Setting up a special investigative team to look into black money is a welcome change from the UPA’s dithering; now, look at structural issues too

dna edit: Broader approach

Prime Minister Narendra Modi is wasting no time in getting down to brass tacks. If his first day in office saw a spate of meetings with south Asian leaders, the second saw him move on an issue that had figured prominently in the BJP’s rhetoric over the past year. The decision to constitute a special investigative team (SIT) to probe black money in his first Cabinet meeting is a welcome change from the UPA administration’s dithering on the issue. As recently as May 16 this year, it had filed a petition asking for a recall of the 2011 Supreme Court judgment directing the setting up an SIT. The arguments made therein — pertaining to separation of power and the court encroaching on the executive’s domain — sidestepped the issue of the latter simply not having done enough in the matter. Modi has reversed that trend. But the process he has initiated must go beyond dealing with the most obvious problems and address the structural deficiencies that enable India’s shadow economy.

The primary focus of the public debate over the past few years has been black money generated within the county and stashed abroad. It makes for a clear-cut narrative and the figures are not to be sneezed at.

According to a report released last December by Global Financial Integrity, India exported about $344 billion of dirty cash in the decade ending 2011, making it the world’s fifth largest developing country exporter of black money. The amount of economic activity and public good those resources could have generated if kept within the system is massive. But a holistic approach is required to achieve that.

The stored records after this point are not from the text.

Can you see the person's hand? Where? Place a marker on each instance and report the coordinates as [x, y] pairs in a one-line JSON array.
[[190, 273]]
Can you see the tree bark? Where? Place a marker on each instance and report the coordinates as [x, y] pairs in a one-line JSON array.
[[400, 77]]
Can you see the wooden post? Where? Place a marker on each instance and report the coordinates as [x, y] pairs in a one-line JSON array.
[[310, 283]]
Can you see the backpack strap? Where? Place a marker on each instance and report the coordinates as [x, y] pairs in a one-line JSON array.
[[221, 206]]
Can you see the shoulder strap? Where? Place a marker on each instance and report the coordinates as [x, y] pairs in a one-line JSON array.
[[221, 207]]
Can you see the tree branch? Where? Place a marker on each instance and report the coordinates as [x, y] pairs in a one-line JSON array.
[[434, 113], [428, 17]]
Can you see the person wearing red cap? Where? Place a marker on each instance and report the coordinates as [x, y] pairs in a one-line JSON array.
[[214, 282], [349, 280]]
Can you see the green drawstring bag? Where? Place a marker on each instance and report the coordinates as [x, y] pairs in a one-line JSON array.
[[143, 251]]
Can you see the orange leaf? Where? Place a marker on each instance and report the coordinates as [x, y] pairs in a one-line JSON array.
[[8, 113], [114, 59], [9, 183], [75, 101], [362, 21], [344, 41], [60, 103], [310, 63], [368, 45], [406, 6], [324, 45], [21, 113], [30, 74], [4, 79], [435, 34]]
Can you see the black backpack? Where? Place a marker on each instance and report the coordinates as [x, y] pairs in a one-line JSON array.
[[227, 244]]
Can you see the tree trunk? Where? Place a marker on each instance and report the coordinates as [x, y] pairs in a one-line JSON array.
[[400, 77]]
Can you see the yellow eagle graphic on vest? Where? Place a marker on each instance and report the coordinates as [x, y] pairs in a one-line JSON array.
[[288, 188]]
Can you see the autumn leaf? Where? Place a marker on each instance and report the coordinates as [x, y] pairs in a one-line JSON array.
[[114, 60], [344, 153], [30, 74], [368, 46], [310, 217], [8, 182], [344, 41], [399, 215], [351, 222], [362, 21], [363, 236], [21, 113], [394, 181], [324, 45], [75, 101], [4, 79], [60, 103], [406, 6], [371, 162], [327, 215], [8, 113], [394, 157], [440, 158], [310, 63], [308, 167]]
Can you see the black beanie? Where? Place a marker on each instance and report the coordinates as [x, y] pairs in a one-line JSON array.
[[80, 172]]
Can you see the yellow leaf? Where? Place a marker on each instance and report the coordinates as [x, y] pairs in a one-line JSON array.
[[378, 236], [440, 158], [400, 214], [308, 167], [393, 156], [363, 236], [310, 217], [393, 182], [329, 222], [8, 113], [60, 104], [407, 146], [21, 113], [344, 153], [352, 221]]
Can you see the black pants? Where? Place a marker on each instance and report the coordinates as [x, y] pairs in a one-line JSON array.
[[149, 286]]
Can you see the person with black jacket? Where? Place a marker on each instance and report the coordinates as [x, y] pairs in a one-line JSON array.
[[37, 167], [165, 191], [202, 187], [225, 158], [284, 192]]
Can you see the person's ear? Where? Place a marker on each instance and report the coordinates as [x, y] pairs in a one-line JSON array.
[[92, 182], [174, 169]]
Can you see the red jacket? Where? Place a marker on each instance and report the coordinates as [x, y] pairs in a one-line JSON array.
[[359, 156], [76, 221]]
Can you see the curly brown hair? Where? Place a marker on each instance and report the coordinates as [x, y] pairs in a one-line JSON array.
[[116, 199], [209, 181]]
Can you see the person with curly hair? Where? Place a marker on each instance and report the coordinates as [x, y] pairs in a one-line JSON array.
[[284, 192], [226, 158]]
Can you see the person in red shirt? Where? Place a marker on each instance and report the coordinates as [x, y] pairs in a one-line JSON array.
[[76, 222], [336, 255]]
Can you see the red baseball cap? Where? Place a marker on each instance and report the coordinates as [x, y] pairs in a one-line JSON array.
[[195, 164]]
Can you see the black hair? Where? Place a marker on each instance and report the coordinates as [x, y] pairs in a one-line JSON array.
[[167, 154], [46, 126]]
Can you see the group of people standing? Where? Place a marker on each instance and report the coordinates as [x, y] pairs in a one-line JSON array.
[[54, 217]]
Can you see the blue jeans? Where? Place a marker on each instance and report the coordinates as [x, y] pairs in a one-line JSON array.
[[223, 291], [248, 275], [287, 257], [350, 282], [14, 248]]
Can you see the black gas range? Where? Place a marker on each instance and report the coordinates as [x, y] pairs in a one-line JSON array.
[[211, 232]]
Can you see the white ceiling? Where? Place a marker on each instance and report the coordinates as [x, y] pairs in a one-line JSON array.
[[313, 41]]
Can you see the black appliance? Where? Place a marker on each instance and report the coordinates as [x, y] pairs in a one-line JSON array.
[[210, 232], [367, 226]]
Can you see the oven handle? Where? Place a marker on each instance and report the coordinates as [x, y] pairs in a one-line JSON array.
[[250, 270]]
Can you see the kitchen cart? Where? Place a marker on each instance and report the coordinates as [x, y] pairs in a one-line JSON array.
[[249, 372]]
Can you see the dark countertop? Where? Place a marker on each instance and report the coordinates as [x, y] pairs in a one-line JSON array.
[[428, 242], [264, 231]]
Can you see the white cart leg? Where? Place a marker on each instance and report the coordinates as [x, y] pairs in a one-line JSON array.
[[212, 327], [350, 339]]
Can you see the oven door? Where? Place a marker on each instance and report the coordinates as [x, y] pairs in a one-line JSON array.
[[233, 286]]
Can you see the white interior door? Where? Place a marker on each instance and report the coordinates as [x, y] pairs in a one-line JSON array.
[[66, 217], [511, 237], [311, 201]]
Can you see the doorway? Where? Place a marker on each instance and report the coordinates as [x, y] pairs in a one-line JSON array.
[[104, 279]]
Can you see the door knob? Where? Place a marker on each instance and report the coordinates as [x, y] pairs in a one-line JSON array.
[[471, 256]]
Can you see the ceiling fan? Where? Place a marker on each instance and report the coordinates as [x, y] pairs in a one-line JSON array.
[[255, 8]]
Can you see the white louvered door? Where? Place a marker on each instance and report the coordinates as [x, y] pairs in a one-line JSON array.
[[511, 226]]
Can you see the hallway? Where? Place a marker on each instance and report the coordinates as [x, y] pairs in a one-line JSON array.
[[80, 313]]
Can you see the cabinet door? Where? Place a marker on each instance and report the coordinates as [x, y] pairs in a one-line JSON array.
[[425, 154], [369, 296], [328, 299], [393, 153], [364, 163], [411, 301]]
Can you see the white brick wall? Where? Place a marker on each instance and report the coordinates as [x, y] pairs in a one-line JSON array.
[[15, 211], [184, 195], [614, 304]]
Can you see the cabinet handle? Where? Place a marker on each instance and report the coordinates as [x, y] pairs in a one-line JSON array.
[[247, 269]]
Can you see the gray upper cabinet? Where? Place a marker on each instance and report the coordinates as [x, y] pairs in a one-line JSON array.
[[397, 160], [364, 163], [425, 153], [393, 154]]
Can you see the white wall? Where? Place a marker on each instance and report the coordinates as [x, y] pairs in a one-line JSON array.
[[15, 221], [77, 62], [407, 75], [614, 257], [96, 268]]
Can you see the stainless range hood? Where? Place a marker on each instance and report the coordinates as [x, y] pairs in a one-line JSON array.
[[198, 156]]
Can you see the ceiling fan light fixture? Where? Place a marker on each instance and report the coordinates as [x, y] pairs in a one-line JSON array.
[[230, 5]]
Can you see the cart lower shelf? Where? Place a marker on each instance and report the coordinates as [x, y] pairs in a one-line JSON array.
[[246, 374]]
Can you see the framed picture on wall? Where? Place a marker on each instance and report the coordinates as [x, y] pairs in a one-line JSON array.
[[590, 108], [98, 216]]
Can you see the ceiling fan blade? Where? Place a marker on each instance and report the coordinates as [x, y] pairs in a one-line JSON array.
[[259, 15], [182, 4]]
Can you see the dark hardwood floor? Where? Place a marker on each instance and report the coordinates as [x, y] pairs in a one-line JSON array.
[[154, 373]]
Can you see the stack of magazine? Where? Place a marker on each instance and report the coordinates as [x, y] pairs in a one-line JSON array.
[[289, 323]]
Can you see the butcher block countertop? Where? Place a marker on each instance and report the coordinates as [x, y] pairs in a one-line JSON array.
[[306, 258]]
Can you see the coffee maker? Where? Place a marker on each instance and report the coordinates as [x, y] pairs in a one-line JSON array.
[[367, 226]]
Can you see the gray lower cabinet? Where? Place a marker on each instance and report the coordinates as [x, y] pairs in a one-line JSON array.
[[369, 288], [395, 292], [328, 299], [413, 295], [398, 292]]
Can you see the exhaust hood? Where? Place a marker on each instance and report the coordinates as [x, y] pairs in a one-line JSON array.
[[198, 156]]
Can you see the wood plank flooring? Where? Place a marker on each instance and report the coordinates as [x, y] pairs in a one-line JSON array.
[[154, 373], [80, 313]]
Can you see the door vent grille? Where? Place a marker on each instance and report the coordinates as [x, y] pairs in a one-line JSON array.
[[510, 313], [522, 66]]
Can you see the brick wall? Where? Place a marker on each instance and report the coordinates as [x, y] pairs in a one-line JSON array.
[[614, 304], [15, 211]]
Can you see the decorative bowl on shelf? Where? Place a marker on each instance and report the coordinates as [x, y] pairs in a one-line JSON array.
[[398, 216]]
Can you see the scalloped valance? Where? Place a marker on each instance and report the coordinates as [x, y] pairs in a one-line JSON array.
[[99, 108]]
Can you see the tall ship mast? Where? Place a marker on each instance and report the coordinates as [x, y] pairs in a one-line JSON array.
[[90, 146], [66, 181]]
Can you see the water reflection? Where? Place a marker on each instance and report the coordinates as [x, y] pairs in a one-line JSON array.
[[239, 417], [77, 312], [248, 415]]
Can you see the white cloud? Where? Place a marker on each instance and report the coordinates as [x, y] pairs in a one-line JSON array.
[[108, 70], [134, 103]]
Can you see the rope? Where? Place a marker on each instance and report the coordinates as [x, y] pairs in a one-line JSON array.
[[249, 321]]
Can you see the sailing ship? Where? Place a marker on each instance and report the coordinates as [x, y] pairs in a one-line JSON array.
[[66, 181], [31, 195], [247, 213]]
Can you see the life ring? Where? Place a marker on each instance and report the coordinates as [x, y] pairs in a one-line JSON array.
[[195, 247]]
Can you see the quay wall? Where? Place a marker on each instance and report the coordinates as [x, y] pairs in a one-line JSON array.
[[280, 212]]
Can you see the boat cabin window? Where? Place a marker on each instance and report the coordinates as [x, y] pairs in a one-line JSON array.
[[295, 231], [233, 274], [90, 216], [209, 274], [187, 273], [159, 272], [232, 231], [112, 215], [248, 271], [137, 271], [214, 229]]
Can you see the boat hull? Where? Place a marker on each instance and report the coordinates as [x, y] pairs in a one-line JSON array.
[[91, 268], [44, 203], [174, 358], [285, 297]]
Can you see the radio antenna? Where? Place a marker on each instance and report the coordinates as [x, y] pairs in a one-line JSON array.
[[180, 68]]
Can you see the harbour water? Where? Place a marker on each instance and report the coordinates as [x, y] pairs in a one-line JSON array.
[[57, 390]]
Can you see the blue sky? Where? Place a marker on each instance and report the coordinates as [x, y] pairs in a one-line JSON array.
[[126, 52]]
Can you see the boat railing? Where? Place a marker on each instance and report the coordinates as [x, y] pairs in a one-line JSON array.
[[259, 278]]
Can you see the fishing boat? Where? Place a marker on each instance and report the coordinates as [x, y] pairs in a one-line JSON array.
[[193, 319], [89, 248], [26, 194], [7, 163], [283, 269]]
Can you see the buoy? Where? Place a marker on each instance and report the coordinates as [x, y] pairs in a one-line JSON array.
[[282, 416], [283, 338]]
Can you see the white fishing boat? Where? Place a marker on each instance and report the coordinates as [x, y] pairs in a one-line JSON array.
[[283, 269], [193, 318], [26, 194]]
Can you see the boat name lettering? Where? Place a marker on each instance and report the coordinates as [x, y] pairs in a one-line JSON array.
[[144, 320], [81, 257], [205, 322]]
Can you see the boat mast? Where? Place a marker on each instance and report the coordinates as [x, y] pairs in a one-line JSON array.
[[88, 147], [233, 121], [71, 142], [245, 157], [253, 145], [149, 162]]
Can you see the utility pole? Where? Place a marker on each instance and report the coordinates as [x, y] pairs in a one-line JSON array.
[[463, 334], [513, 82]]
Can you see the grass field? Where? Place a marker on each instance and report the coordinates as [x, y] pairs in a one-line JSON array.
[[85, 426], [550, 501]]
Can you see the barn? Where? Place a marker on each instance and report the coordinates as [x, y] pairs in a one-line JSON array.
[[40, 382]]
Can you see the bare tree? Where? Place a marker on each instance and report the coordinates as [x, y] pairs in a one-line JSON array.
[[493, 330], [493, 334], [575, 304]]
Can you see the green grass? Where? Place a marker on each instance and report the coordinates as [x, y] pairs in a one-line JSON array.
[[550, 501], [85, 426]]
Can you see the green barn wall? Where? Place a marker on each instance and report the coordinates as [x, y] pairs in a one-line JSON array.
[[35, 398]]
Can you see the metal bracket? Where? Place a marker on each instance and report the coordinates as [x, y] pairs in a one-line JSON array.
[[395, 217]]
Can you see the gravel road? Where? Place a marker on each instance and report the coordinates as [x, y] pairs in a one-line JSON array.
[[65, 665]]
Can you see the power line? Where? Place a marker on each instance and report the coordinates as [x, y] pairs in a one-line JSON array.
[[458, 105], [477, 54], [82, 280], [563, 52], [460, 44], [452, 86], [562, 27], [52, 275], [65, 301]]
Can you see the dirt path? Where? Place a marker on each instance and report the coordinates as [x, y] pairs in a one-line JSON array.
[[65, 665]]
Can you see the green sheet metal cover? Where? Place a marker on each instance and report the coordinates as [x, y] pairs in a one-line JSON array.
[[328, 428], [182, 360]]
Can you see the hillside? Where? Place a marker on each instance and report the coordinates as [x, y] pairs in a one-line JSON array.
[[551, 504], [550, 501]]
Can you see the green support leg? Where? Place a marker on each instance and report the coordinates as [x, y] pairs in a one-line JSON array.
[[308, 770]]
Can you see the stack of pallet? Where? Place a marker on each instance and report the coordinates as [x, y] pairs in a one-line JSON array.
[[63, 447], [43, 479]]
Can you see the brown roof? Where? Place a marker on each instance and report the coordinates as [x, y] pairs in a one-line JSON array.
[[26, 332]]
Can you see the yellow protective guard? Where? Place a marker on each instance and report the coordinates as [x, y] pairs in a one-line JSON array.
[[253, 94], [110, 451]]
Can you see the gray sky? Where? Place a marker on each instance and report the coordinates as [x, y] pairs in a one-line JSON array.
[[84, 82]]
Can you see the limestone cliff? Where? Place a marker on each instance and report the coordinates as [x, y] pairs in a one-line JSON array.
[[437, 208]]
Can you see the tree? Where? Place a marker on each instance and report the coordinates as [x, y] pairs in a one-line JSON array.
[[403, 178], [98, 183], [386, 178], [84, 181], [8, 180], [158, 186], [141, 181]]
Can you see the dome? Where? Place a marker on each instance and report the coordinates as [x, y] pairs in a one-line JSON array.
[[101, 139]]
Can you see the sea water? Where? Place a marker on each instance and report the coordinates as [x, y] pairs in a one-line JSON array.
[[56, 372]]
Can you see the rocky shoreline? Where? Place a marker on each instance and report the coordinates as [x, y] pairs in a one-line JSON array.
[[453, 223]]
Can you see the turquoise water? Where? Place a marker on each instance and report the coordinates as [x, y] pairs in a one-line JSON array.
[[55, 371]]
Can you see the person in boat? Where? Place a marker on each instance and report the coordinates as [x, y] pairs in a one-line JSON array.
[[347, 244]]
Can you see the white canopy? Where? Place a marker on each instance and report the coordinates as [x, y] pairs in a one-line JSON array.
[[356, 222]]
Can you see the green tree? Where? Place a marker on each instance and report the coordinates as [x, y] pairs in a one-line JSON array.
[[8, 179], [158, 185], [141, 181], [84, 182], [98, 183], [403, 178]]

While former finance minister P Chidambaram had sent four letters to his Swiss counterpart warning that India may have to take action against Switzerland for failure to effectively exchange information under the double tax avoidance convention between the two countries, India had filed only 10 requests for judicial assistance with Switzerland over the past five years. Continuing to push for information pertaining to the list of Indian citizens allegedly holding HSBC bank accounts in Geneva, provided by the French government last year, is well and good — if need be, the Modi administration must use Section 94A in the Income-Tax Act to categorise Switzerland as a notified jurisdictional area as it had Cyprus last year — but equally, Indian regulators must also do more to initiate investigations within the country and furnish the required information to the Swiss, or any other government.

That is where the waters get muddier. The simple fact is that black money is unlikely to remain static. While some of it may well be retrieved from foreign accounts, the bulk is more likely to either be invested in various assets around the world or laundered via multiple avenues and routed back into India. And that points to several structural issues, among them: how to clean up the real estate sector where a substantial portion of the dirty money is generated; how to expand the abysmally small tax base and, concurrently, incorporate more of the cash-only economy into the banking system; trickiest of all, the pipelines that route black money into the political system for party funding. Switzerland and Liechtenstein may make for good headlines, but without this, the roots of the problem will remain untouched.